Neither MEMBER churches nor those who are credentialed and/or licensed (permanent or temporary) will arrange for, officiate at, or lead in (e.g. pray, read Scripture, provide music) the solemnization or celebration of a marriage when it does not conform to the Fellowship’s Policy on Marriage and Human Sexuality. Regions cannot issue credentials for such purposes. While there should be no involvement by credentialed and/or licensed clergy, this Policy does not preclude credentialed and/or licensed clergy from attending same-sex marriages. 

5.3. Religious Views and Conscience 

A MEMBER church will support their clergy’s religious rights to not officiate in any marriage ceremony whatsoever where their participation would violate the clergy’s religious views or conscience. 

5.4. Member Church Policies 

MEMBER churches are strongly encouraged to clarify through church policy the lifestyle standards that are in accord with the Fellowship’s Policy Statement on Marriage and Human Sexuality and apply such policies consistently. 

5.5. Compliance with Policy 

Anyone who believes or teaches contrary to the Fellowship’s Policy Statement on Marriage and Human Sexuality shall not be recognized or affirmed as MEMBER church ministry staff, Fellowship chaplain, or Fellowship missionary, nor may they be nominated to any organizational leadership position within The Fellowship of Evangelical Baptist Churches in Canada. Likewise, any MEMBER church which believes or teaches contrary to the Fellowship’s Policy Statement on Marriage and Human Sexuality shall not be recognized or affirmed as a Fellowship MEMBER church. 

Introduction 

1. The Fellowship of Evangelical Baptist Churches develops policies based upon its interpretation of principles discerned within the Protestant canon of the Bible. These sacred texts form for us the revealed Word of God and as His people we seek to take seriously what God has communicated.

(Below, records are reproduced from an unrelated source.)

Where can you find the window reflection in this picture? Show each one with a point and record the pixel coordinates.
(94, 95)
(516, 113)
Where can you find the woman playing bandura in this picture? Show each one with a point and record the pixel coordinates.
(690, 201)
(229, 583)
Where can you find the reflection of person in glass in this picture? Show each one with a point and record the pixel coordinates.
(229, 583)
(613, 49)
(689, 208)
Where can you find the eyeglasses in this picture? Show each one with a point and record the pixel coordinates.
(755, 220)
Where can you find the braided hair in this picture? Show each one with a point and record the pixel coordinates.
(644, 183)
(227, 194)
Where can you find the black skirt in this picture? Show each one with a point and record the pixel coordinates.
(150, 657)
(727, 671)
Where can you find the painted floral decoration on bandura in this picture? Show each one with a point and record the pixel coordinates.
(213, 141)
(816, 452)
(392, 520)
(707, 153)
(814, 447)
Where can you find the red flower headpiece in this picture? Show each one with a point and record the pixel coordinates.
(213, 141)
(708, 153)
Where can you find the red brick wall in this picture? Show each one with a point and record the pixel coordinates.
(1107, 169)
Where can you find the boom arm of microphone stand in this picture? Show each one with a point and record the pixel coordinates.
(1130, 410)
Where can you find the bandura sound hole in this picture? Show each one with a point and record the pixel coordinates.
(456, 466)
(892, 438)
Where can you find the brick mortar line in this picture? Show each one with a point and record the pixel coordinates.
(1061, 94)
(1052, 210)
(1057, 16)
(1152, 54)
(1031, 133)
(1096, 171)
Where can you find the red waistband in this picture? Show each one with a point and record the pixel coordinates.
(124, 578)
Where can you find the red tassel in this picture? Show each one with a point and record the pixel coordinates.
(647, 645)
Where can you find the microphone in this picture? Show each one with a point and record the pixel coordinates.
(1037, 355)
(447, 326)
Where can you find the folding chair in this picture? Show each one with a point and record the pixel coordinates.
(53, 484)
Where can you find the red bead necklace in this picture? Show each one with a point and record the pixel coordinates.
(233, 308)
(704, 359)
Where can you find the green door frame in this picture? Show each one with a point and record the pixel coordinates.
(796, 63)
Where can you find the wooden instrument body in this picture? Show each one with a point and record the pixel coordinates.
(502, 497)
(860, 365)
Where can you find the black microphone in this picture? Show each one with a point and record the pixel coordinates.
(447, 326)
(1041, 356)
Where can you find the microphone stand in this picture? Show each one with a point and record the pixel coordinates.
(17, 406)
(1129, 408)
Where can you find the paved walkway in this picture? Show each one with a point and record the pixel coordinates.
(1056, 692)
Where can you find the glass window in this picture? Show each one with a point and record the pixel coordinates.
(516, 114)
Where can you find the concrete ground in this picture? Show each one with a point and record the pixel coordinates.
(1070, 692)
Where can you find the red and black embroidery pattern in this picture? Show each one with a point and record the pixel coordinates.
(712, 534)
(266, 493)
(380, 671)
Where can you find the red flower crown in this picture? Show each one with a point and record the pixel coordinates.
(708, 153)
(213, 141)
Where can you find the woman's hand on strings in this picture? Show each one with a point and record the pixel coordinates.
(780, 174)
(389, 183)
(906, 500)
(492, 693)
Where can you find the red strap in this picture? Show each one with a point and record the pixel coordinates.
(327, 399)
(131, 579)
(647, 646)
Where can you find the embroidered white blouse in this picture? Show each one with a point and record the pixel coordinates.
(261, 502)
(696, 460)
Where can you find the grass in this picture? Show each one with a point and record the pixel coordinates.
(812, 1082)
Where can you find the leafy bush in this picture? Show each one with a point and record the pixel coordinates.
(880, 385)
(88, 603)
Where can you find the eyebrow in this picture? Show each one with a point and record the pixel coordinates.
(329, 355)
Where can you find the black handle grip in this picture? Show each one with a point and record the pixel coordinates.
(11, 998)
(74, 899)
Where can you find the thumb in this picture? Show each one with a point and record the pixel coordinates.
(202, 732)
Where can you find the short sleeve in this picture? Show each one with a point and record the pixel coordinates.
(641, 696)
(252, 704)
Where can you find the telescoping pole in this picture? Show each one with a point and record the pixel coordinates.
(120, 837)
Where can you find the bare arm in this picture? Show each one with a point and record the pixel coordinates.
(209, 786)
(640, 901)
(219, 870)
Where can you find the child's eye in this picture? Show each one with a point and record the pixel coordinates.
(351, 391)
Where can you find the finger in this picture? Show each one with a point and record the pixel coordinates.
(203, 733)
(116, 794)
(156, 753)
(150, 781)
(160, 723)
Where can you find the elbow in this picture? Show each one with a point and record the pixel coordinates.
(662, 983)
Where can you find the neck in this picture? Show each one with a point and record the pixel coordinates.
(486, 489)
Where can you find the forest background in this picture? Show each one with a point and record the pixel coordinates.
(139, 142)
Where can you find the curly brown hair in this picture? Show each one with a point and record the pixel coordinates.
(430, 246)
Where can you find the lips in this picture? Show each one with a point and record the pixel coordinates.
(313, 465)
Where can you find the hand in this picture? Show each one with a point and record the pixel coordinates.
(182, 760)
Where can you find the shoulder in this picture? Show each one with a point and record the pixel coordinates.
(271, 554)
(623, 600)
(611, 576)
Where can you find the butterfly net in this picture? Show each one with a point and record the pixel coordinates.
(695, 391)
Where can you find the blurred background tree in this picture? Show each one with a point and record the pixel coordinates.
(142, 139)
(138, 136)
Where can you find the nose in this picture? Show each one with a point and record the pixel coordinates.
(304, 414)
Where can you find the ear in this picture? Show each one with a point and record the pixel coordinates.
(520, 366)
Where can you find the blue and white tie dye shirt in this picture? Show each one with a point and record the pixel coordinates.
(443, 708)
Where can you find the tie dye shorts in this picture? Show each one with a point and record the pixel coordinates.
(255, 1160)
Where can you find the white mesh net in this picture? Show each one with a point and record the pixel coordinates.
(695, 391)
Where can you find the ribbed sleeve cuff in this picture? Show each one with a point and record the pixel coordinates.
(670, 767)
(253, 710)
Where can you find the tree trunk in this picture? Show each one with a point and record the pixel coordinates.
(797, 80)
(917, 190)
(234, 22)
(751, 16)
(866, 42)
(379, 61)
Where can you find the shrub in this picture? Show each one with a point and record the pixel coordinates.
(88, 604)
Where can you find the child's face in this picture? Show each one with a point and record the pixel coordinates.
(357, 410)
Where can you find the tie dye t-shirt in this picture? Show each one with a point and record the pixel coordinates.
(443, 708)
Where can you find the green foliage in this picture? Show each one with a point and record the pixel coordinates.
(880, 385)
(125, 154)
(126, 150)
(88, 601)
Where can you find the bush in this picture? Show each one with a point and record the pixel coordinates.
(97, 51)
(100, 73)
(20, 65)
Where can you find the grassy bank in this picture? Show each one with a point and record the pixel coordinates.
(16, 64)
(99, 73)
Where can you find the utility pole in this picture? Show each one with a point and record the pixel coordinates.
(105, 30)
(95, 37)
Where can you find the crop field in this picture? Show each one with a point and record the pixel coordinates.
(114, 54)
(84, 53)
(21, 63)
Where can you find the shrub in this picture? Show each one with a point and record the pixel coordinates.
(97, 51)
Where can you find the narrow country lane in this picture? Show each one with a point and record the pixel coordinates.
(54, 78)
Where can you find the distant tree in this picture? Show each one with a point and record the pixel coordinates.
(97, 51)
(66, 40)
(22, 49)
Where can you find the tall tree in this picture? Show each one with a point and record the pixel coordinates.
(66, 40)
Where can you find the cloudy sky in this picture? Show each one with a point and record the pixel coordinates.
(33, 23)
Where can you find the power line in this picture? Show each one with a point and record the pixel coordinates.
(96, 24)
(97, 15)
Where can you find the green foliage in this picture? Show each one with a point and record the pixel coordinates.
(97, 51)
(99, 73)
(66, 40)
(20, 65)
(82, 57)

We also believe that God communicated in a special way through Jesus of Nazareth, who was the Son of God and Messiah. These sacred texts teach us that Jesus is God in every sense and so we seek to understand Jesus’ words as the words of God. Today, God continues to guide us through His Spirit whom we believe to be resident in followers of Jesus Christ. The Holy Spirit gives us wisdom to discern the meaning and application of these sacred texts. 

The Bible 

2.a. The Bible is a remarkable collection of many different literary genres, including poetry, history, prophetic oracles, proverbs, speeches, parables, letters, and ethical instruction. Many common principles of interpretation apply equally to all of these genres because they are literature and amenable to literary analysis. However, it is also the case that each genre is somewhat unique and requires the application of special interpretative principles. 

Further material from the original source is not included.